Translated from the French by George Miller
Gratitude is the sixth book by French novelist Delphine De Vigan. It’s a slender little novel, I might even call it a novella, and explores one simple idea in a really beautiful and tender way. Michka is an elderly lady living with dementia in a residential care facility. As her life draws to a close and her mind becomes increasingly confused she becomes more and more intent upon tracing the young couple who hid her from the Nazis as a child. She wishes to express her gratitude to these people before she dies. Marie is a young woman who visits Michka in the care facility. She’s pregnant with her first child and as she transitions into her new role as a mother she becomes more and more grateful for the way Michka cared for her as a child when her own mother was incapable of giving her the support she required. Jerome is a speech therapist who visits Michka twice weekly in order to help her retain her fading language skills. He grows fond of the elderly lady and, as she deteriorates, begins to rethink his broken relationship with his own father.

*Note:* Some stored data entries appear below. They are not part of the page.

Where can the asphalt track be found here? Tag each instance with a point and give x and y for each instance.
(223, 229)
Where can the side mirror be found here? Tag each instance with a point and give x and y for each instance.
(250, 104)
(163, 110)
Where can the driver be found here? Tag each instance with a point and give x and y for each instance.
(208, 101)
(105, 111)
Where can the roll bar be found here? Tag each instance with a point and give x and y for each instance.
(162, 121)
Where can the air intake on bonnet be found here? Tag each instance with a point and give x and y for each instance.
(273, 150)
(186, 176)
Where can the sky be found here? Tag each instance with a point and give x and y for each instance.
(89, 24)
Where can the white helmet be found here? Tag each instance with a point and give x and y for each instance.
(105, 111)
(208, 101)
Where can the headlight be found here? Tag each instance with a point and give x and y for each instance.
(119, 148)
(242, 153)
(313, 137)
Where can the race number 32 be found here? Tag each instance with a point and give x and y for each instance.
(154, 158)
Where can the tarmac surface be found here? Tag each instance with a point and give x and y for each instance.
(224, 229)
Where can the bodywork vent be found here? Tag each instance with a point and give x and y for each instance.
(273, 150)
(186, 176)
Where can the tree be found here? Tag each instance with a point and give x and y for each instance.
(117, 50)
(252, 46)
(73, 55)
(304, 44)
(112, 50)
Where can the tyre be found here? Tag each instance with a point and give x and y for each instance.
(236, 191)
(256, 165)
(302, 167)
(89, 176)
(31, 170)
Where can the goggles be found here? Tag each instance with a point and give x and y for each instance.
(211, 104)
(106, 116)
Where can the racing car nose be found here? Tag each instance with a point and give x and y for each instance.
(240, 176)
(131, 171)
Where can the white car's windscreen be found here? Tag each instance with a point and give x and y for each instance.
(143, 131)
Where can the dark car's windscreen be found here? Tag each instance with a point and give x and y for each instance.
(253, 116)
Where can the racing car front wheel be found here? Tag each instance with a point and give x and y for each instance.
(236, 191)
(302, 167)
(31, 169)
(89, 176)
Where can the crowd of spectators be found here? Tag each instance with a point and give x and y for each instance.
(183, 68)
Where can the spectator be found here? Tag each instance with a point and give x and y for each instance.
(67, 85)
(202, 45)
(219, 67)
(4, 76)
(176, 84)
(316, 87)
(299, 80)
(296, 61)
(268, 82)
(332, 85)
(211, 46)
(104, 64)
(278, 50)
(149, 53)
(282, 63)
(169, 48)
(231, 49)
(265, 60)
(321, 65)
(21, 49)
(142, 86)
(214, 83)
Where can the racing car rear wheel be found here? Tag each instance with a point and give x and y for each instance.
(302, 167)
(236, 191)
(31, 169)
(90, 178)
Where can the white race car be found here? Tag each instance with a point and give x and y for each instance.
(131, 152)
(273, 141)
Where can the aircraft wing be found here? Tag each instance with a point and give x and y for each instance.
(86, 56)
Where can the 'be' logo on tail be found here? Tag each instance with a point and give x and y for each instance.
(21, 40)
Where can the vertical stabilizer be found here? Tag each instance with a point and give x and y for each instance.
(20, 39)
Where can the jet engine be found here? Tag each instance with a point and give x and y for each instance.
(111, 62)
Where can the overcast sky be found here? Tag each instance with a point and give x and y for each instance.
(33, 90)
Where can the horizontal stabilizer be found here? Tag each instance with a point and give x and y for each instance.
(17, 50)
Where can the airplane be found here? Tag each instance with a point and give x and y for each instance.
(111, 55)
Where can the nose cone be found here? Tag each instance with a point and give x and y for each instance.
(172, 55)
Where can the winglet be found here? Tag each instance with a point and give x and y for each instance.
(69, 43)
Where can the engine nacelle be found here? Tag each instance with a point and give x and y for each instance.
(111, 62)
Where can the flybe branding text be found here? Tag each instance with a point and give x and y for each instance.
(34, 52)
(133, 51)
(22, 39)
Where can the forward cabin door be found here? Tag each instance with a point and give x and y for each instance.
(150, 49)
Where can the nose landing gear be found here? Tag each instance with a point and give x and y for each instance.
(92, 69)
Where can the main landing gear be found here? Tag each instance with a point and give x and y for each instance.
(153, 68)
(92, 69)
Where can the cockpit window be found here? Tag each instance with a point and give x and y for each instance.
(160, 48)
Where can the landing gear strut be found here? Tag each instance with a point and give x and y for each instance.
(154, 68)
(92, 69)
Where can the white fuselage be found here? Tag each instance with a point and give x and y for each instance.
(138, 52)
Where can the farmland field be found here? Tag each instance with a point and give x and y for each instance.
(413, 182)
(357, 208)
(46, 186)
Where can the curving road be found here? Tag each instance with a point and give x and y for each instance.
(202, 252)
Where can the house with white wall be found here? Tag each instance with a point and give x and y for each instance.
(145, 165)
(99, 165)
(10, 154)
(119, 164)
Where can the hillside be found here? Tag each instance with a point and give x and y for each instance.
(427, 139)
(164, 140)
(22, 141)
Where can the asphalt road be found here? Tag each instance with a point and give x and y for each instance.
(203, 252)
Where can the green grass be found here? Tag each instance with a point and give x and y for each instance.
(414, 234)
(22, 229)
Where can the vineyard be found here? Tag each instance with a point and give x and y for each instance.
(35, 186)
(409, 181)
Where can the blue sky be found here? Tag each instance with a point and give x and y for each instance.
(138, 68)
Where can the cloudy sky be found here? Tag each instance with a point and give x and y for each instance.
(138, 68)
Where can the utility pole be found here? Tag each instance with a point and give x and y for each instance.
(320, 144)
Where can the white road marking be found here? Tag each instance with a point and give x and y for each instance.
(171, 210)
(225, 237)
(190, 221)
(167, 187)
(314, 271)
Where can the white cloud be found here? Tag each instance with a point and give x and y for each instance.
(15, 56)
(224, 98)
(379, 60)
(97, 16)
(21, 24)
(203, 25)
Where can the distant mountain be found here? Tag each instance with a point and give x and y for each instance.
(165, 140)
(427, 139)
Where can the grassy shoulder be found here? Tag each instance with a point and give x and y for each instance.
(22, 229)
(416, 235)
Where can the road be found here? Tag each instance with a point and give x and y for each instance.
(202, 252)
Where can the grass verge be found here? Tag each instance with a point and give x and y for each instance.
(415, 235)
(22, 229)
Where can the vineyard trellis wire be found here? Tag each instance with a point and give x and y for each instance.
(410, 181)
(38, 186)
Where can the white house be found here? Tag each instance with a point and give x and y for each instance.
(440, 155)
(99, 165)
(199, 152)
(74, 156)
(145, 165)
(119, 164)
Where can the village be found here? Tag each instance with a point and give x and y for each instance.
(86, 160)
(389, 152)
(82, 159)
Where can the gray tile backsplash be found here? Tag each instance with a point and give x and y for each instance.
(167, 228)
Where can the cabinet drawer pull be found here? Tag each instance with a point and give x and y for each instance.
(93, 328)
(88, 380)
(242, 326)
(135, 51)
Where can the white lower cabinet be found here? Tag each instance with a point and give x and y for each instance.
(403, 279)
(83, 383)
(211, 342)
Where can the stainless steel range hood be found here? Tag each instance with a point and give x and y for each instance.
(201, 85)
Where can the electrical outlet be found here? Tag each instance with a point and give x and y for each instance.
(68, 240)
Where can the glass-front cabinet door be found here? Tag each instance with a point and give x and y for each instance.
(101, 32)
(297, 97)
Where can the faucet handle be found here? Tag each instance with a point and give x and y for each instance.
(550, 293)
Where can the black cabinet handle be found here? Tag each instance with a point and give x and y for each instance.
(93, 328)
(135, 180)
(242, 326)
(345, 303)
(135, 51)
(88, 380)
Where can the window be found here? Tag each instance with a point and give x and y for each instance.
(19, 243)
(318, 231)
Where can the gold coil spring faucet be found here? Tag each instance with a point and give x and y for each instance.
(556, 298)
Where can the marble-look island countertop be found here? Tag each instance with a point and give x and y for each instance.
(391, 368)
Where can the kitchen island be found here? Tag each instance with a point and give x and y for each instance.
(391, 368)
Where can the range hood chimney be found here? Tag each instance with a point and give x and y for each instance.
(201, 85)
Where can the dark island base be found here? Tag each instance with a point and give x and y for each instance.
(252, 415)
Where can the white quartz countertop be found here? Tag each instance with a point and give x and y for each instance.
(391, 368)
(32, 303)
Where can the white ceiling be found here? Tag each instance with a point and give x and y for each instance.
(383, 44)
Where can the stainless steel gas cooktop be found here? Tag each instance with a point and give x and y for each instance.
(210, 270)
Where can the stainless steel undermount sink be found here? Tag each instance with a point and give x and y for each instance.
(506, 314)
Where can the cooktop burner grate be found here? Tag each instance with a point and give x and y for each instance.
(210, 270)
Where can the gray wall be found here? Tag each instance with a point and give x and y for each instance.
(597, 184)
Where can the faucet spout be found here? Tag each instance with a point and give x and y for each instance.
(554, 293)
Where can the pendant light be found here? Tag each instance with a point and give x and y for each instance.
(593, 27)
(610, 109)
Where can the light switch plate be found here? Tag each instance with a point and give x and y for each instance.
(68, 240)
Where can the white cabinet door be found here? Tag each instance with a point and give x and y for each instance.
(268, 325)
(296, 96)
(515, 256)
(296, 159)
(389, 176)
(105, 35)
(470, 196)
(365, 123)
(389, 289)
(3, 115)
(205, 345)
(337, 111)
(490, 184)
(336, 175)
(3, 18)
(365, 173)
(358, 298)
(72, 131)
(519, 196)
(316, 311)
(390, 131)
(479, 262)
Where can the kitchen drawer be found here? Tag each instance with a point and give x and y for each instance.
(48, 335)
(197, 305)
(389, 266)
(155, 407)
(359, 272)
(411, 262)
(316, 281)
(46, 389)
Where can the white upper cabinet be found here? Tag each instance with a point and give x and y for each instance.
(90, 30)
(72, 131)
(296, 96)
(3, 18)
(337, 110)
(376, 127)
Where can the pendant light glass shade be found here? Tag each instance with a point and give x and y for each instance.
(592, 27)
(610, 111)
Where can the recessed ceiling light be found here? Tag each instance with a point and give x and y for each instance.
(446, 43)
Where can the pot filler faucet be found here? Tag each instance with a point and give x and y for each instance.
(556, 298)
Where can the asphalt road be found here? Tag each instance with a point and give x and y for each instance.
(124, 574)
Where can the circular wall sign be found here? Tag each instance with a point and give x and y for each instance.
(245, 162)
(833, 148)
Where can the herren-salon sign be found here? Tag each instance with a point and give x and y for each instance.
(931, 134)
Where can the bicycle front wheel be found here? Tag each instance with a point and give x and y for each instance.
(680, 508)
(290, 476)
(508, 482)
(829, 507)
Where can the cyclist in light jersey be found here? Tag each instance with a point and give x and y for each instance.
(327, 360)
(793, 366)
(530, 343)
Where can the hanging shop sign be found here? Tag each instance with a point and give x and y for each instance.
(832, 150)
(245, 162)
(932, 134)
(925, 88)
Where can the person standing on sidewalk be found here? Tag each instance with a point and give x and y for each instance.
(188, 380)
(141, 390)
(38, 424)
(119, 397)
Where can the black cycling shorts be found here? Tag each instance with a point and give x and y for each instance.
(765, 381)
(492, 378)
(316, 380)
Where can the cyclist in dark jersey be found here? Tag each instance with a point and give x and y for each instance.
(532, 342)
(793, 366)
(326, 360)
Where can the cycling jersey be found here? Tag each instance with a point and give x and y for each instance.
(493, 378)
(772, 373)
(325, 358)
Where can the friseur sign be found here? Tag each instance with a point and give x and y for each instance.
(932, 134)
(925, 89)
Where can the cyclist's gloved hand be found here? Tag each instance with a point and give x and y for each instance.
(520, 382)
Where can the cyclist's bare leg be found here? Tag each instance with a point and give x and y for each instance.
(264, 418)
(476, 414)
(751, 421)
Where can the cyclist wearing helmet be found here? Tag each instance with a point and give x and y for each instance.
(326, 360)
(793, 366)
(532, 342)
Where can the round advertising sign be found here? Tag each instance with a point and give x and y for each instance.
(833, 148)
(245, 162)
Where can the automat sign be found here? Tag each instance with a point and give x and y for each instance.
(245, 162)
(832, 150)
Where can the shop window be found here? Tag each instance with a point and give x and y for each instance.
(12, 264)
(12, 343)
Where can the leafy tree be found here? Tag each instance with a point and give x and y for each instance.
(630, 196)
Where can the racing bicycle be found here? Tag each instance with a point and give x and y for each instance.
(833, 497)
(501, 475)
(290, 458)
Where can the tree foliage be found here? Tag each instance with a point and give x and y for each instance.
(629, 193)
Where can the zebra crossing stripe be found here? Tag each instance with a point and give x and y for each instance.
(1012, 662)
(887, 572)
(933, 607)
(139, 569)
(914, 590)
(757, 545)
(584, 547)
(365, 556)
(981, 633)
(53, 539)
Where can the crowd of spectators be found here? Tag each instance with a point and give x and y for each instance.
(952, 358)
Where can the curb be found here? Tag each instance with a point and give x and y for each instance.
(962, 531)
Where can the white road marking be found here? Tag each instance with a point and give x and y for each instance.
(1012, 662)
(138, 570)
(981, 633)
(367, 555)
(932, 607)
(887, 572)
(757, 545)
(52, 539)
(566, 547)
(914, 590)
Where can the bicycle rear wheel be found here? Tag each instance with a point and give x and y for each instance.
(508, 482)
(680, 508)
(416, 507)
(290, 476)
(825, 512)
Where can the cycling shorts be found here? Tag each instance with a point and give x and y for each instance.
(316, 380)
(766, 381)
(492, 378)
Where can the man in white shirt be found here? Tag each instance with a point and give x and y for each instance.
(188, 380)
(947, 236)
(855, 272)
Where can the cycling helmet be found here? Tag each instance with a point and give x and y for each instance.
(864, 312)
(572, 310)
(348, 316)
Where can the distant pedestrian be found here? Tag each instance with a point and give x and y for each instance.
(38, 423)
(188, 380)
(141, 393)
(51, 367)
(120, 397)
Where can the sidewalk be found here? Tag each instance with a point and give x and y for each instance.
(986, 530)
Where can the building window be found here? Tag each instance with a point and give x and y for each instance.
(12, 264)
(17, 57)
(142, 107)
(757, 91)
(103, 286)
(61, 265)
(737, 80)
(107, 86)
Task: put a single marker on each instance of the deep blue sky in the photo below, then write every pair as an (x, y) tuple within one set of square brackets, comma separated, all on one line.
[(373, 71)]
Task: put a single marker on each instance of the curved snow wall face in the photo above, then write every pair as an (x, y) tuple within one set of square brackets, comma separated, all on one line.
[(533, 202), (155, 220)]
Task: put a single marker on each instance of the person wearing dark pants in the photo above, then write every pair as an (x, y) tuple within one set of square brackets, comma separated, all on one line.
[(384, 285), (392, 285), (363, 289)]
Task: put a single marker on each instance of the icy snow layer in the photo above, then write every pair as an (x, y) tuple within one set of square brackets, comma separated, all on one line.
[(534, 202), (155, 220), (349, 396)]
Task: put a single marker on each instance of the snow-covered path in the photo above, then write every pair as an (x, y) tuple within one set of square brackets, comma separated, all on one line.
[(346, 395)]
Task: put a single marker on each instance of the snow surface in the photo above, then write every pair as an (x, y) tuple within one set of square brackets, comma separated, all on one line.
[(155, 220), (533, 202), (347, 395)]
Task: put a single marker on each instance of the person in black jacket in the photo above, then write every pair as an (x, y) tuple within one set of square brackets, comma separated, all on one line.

Michka teaches him an important lesson about seizing every opportunity to make amends before it’s too late.
I really enjoyed this little book. Each of the characters is simply but powerfully drawn. The emotions are neither over nor under-played. I particularly appreciated the way De Vigan does not shy away from the more difficult aspects of ageing and dementia. Her story encourages the reader to sit with grief and sadness rather than try to avoid it. “Sometimes you need to acknowledge the void left by loss. Abandon distractions. Accept there’s nothing more to say.” And yet it is also an incredibly uplifting book. There is so much warmth and genuine fondness between the characters it is impossible not to acknowledge that Michka’s experience of her last days and weeks is anything other than meaningful. As the title would suggest, this is a novel about being grateful for the life you have been given, even when that life doesn’t turn out the way you’ve expected. It’s about finding peace in the midst of turmoil. It is a novel shot through with hope.
I also appreciated the close exploration of how dementia has impacted Michka’s use of language. As a speech therapist Jerome is able to give the reader an insight into the aphasia and linguistic confusion Michka has to navigate every time she tries to speak. It’s intriguing and powerful in the English translation. I only wish my French was good enough to read it in the original version. This isn’t a high concept novel. There’s not a terrible amount of plot. It’s all about De Vigan’s exquisitely drawn characters and the way they pivot around each other, grateful for their friendship with Michka and determined to make the most of it.